The building is faced with overlapping clapboard – maritime or rustic – panels topping a cheerful patchwork of brick and acrylic render.

Thrifty specification is particularly necessary given the amount of green kit with which the house is stuffed. This includes the HRVS mooted at 90% efficiency, underfloor heating, a Viessmann Vitovalor 300-P domestic fuel cell micro CHP boiler, and external wall insulation with Thin-Joint aircrete blocks providing internal massing – part of a system helping the building’s claim to zero carbon status.


 

Hanging Gardens

The hanging gardens of Somorjay & Talliss’ modular houses’ title refers to the timber screens and pergolas adorning the ground-floor outdoor space and roof terraces. Preventing overlooking on a densely packed site, vines and vegetables could be grown over the homes, fulfilling the verdant promise of the competition’s theme. Within, each benefits from a double-height volume over the main living room – affordable internal grace. The intriguingly sculpted homes could be built singly or in pairs as required, and the ground floor is also flexible to incorporate car parking and internal partitions can also be reorganised to suit.


 

Growing Home

These sophisticated, four double-bedroom homes are striking in their adjacent volumes, with deconstructed roofs pitched against each other.

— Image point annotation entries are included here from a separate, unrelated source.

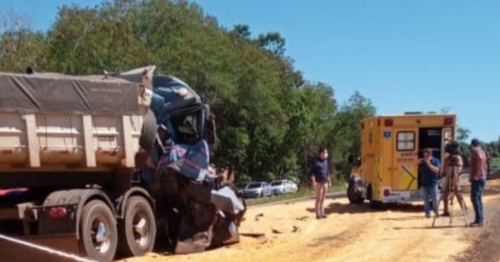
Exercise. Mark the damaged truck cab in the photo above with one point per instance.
(387, 170)
(110, 165)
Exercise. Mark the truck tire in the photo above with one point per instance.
(98, 233)
(148, 132)
(138, 228)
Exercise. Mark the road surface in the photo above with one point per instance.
(356, 233)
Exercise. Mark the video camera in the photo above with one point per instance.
(452, 148)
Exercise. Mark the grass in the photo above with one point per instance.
(309, 192)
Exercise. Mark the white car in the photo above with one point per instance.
(283, 186)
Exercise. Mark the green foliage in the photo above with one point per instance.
(271, 121)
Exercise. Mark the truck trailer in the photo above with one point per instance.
(89, 163)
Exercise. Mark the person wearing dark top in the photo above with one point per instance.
(477, 178)
(452, 168)
(429, 168)
(320, 180)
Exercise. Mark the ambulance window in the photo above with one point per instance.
(406, 141)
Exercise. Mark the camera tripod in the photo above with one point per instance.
(449, 186)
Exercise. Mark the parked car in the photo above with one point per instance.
(257, 189)
(283, 186)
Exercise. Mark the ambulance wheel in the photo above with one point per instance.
(353, 196)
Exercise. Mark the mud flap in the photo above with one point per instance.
(62, 243)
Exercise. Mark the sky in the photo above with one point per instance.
(403, 55)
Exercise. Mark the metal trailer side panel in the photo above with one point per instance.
(65, 141)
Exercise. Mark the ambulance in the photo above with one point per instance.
(387, 170)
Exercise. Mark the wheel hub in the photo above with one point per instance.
(100, 235)
(141, 229)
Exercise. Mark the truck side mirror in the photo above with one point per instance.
(350, 159)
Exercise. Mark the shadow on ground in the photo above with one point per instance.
(339, 208)
(485, 240)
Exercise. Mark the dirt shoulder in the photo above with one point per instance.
(353, 233)
(485, 242)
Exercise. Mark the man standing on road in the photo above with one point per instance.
(429, 167)
(321, 181)
(478, 171)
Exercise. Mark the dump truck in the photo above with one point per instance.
(106, 166)
(387, 169)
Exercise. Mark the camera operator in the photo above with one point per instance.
(452, 167)
(429, 167)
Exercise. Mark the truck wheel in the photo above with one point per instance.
(98, 234)
(138, 230)
(148, 132)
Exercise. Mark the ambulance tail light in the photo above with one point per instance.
(388, 122)
(448, 121)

The cladding chosen by waparchitects is flexible, but this design, in timber and brickwork, references Frank Lloyd Wright, who was contemporaneous with the garden city movement.

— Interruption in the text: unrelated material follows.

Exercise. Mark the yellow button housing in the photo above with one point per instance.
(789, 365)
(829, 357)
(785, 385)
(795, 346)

The Utopian touch is to ‘rewild’ Britain’s front gardens – 25% of which, it points out, are paved over and 33% of which lack plants. Space for growing at the front is provided alongside the driveway and garage, so the back garden can fulfil a recreational function. And a fully planted roof space is thrown in for good measure.


 

Almond Home

RBDS’ shortlisted, three-storey Almond Place scheme presents different faces on its public and private aspects. On the street-side facade, a counterpoint window rhythm enlivens classical motifs. These include console doorcases, string courses and thin pediments. A Bramante-inspired arch wittily surmounts the garage door. To the rear, the impact is Edwardian colonial, including Eastern-inspired ironwork roofed balconies fronting high loggias on the first floor, and Arts & Crafts-style mullion windows on the second. The final result, repeated on crescents, inhabits the space between post-modernism and neo-classicism, calling to mind successful British terraces of the past.


 

Garden Villa

Emrys Architects has taken a macro approach to the design of its villas, putting communal space literally and figuratively at the centre. The ‘simple’ public square creates a ‘home within a landscape’, and back gardens are similarly grouped together for pools of green, limiting overlooking.

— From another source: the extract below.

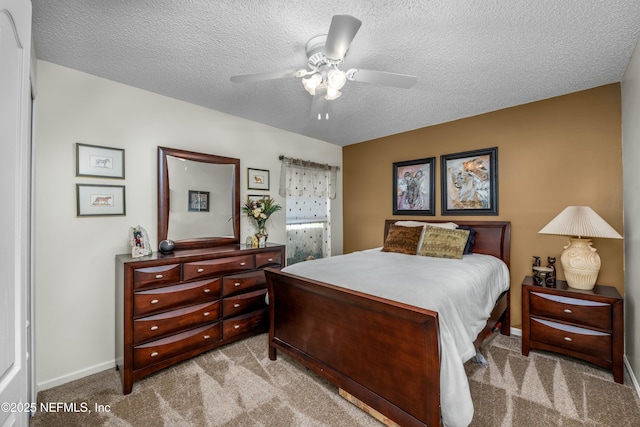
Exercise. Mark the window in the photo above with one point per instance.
(308, 188)
(308, 228)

Living spaces are at the top of the dwellings, providing seamless access to a garden roof and better natural lighting.

The neighbourhoods use a combination of facades, some of simple render and others of clapboarded – a repeated refrain through many shortlisted entries.

Here, the effect is to create barn-like masses, adding a touch of rusticity.


 

Hundred Year Home

The design for Hundred Year Home from CF Møller is focused on openness, simplicity, proportion and light. The clay-faced brick and tile dwellings are here arranged on a tilted angle, and while the large windows allow natural light to permeate throughout, privacy is unaffected.

The architect has specified high quality materials – reassigning cost away from mechanical heating and cooling. To provide both air-tightness and thermal mass, the designer has plumped for a familiar block component, obviating the need for skilled labour or specialist supply chains. Simple detailing should help the home to last the intended 100 years.